II- La Franc-maçonnerie jusqu'à la Seconde Guerre Mondiale
A) La Seconde République
La Seconde République voit le jour dans un élan de fraternité, d’euphorie, au lendemain du « Printemps des Peuples » ou des « Trois Glorieuses ». Elle est proclamée le 24 février 1848, et un gouvernement provisoire est mis en place. Ce gouvernement, à majorité composé de franc-maçon et en « harmonie » avec l’esprit fraternel qui règne à cette période, prend de nombreuses mesures sociales comme par exemple la proclamation de la liberté de conscience, de réunion, de la presse ainsi que l'abolition de l'esclavage ou encore le droit au travail. Pendant cette période, la République va se confondre, en quelque sorte, à la franc-maçonnerie. Les idées franc-maçonniques se diffusent alors par le biais du gouvernement, de ses décisions, et de l’esprit républicain émergeant…
« La Franc-maçonnerie, essentiellement républicaine, en répandant ses principes démocratiques dans toutes les classes de la société, a puissamment contribué à l'heureuse Révolution qui, en détruisant le despotisme monarchique, vient de proclamer en France le gouvernement républicain. La République est dans la maçonnerie et les maçons doivent unir leurs efforts aux efforts de la nation pour assurer à jamais le triomphe de ces dogmes divins Liberté, Egalité, Fraternité et la stabilité des institutions républicaines. Elle appelle les francs-maçons à examiner les professions de foi des candidats et accorder la plus grande attention à leurs qualités de patriotisme, probité et capacité. »

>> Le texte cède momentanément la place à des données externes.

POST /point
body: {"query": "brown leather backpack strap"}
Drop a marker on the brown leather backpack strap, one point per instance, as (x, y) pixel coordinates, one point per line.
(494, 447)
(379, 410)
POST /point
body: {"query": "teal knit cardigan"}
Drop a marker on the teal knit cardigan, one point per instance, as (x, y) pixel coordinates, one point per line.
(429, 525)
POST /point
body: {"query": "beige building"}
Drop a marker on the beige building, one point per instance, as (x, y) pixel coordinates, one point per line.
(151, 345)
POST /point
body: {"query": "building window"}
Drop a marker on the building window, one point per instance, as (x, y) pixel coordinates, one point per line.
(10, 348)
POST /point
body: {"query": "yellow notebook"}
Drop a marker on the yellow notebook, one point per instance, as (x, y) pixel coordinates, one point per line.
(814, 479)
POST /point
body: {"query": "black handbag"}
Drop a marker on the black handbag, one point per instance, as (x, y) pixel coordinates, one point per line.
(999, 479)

(appel aux franc-maçon, affiché à Paris, soutenant la Seconde république sous lors du gouvernement provisoire.)
Cet extrait de texte met en évidence le fait que la franc-maçonnerie soutien la République, et s’appuie lui aussi sur la devise « Liberté, Egalité, Fraternité », chère aux franc-maçon autant qu’aux républicains.
C’est sous la Seconde République que les franc-maçon se rallient plus ou moins officiellement à la République. En effet, en mars 1848, le Grand Orient (une des plus importante loge maçonnique en France), publie une circulaire à toutes les loges pour annoncer, témoigner son adhésion à une République « une et indivisible ».
« Morale, Probité, Liberté, Egalité, Fraternité, Travail ». Ces six derniers termes sont ceux qui soudent la Seconde République ainsi que la franc-maçonnerie ensemble.
L’enthousiasme régnant durant les débuts de la Seconde République (pendant que le Gouvernement Provisoire était au pouvoir), n’a duré qu’un temps. En effet, des manifestations dues au mécontentement du peuple face au chômage ou à la crise financière ont lieues et sont réprimées. Cette « République humaniste », porteuse de joie, d’espoir et de fraternité fait place à une « République meurtrière » : de nombreux individus sont tués lors de ces manifestations. Le Gouvernement Provisoire n’existe plus, et des élections présidentielles ont lieu. Louis Napoléon Bonaparte est alors élu Président de la République.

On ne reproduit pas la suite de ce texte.